Beberapa finalis berdiri gemetar. Panitia saling memandang, wajah mereka mengabur antara pucat dan ngeri. Tak butuh waktu lama hingga suara meledak dari berbagai arah seperti amarah, kebingungan, kepedihan.
“Jadi ini semua tentang dia?!” suara itu melengking.
“Kenapa kita tak tahu dari awal?! Kenapa semuanya tentang dia, tentang Clara?!”
Reina tak berpaling dari Niko. Matanya basah, tapi sorotnya tajam, penuh luka yang menuntut jawaban. Napasnya tersengal karena bukan hanya letih, tapi karena sesuatu yang patah dalam dirinya tak kunjung terjawab.
“Kau berdiri di sana, menyaksikan kami satu per satu mati. Dan kini semuanya terhubung… dengan dia. Dengan perempuan yang jelas-jelas kau cintai.”
Niko tetap tak berkata apa-apa. Wajahnya menegang, pandangannya terpaku pada layar yang kini mulai berpendar, kehilangan sinyal. Clara, perempuan yang dahulu berdiri dengan mahkota di atas kepala, kini menghilang ke balik bayangan hitam dan suara retakan listrik.

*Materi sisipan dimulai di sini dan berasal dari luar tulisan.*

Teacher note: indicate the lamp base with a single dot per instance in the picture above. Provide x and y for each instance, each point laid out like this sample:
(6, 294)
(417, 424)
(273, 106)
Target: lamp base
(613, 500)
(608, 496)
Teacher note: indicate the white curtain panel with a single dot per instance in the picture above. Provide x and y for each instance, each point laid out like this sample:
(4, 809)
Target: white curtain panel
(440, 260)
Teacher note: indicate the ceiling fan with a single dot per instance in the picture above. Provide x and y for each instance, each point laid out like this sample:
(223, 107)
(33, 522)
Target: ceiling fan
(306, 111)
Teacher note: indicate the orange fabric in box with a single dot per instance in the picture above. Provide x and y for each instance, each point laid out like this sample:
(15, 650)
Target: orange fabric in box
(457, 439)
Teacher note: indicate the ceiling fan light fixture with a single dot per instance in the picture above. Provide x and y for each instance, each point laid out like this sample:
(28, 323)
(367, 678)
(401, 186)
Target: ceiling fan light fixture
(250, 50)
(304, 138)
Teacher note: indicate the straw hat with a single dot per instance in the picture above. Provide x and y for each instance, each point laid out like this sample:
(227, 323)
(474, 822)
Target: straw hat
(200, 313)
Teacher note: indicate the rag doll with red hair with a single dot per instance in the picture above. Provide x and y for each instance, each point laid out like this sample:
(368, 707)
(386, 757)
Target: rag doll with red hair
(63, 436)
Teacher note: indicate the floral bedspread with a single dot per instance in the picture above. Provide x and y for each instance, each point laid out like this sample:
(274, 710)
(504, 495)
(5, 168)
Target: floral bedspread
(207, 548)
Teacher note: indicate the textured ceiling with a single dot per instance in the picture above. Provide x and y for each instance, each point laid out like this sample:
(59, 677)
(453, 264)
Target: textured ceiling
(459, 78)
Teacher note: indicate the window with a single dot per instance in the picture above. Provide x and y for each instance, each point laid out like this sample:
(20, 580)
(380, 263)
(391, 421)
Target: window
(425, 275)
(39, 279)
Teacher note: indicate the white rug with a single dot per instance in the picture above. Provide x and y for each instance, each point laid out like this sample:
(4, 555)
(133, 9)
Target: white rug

Dan di dalam ruangan gelap itu, tak seorang pun tahu harus melanjutkan ke mana. Yang mereka tahu hanya satu, yakni semua jawaban yang mereka cari bermula dari perempuan itu. Dan semua kematian yang mereka tangisi mungkin bukan sekadar kebetulan.
Satu persatu dari mereka, finalis yang masih hidup, panitia yang tersisa, bahkan para coach yang semula hanya menunduk dalam diam dan mulai menatap Niko dengan kebingungan yang tak bisa lagi mereka sembunyikan. Ruangan tua itu, dengan lampu temaram yang berkedip samar, seakan menahan napasnya sendiri. Udara menjadi berat, terlalu padat oleh ketegangan yang menumpuk sejak tadi.
Niko berdiri di sisi belakang ruangan. Tak ada satu pun dari mereka yang berani mendekat, namun tak satu pun juga mampu berpaling.
Bahunya naik turun pelan. Jemarinya mengepal. Helaan napasnya mulai terdengar, kasar, patah-patah. Lalu ia melangkah mundur, matanya tak terfokus seolah tak lagi benar-benar melihat siapa pun di sekelilingnya. Saat punggungnya menyentuh dinding, tubuhnya seperti kehilangan daya, namun masih ditahan amarah yang belum punya arah.